History and Name of the Charles Warren Center

Charles Warren was a legal scholar, historian, and lawyer, who graduated from Harvard Law School in 1892. The bequest in his name created the Charles Warren American History Fund, whose aim was “to stimulate the interest in, promote the study of, and aid constructive scholarship in, the subject of American History.” Income from the fund supports a number of funds at the University, including this center.

Charles Warren was born in Boston and graduated from Harvard College as well as Harvard Law. He worked in state politics and in private law firms in Boston, while also serving on the Massachusetts State Civil Service Commission.  In 1914, President Woodrow Wilson appointed Warren Assistant Attorney General, a position in which he served until 1918.

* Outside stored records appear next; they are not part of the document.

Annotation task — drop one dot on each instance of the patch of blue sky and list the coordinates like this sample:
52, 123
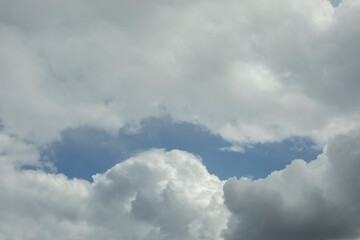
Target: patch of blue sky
85, 151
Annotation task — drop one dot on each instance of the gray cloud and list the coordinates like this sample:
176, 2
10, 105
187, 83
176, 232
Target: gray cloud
242, 71
316, 200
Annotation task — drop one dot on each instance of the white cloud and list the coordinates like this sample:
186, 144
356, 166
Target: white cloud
170, 195
316, 200
155, 195
251, 71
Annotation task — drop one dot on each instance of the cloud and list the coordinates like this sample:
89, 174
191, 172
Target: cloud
155, 195
242, 71
316, 200
170, 195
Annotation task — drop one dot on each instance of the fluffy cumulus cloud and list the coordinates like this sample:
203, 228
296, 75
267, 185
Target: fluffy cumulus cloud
316, 200
249, 71
243, 71
170, 195
155, 195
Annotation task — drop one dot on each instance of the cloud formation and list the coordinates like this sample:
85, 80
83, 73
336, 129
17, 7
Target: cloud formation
155, 195
170, 195
316, 200
242, 71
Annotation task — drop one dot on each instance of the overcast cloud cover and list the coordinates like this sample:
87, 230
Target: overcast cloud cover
248, 71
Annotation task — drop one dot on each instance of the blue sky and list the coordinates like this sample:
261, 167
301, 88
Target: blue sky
83, 152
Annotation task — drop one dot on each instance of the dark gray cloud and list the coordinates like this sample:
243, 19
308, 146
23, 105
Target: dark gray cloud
316, 200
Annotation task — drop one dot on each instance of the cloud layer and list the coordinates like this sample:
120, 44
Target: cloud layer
316, 200
170, 195
242, 71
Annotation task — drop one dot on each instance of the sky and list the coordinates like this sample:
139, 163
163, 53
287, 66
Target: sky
183, 120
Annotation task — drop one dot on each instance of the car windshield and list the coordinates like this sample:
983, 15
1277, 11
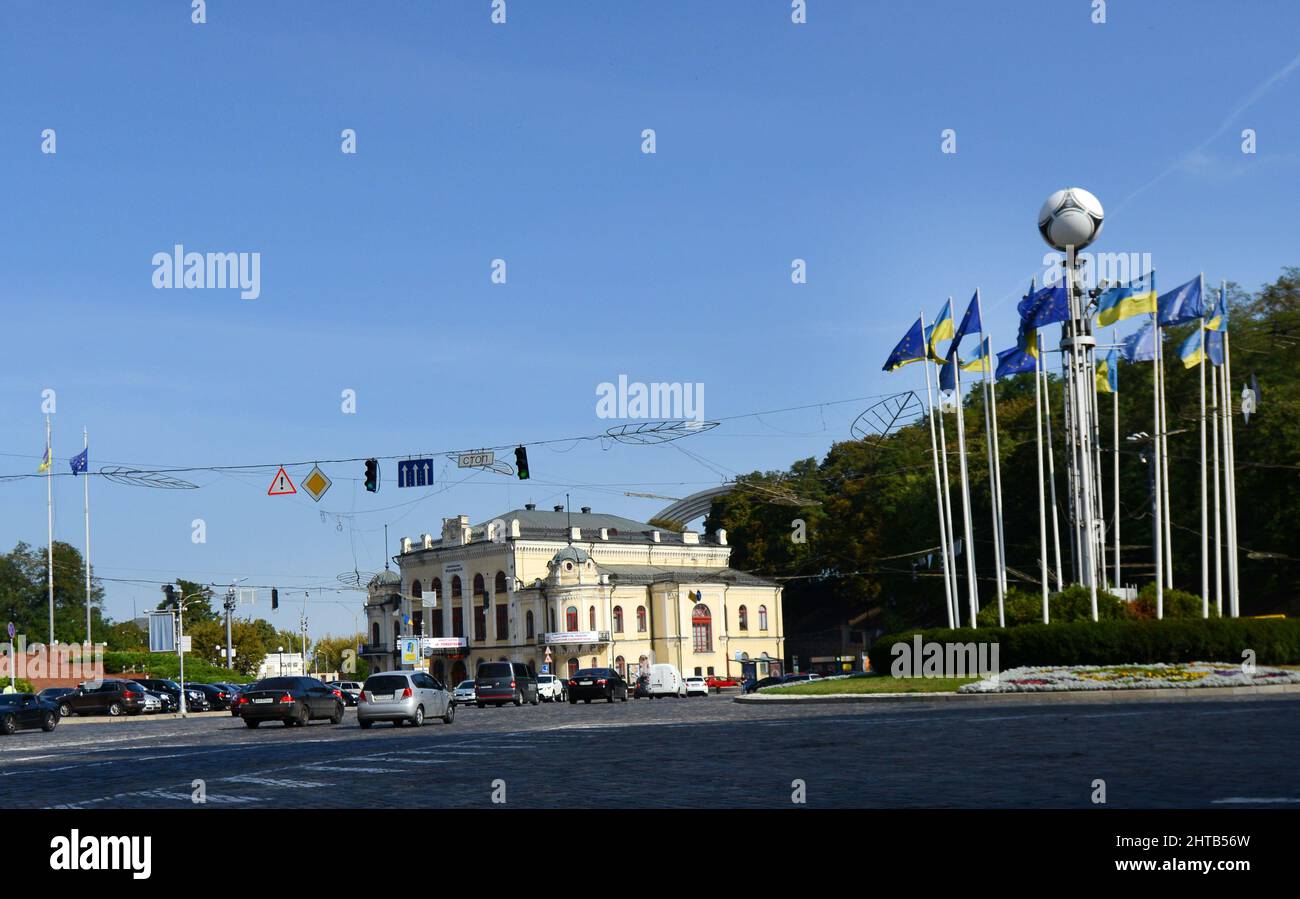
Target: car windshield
385, 683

Alongside his legal work, Warren studied and wrote about history, publishing several books. Notable among them were: History of the Harvard Law School and of Early Legal Conditions in America and A History of the American Bar, Colonial and Federal to 1860.  In 1922, he wrote The Supreme Court in United States History, which was awarded the Pulitzer Prize for History.

In 1894, Warren founded the Immigration Restriction League, an organization to promote the exclusion of new immigrants because of their allegedly inferior “racial qualities.”  The Warren Center is grateful to the Warren family for their support of our efforts to confront the darker aspects of our shared past, and the ways that many of our privileges grow out of past wrongs.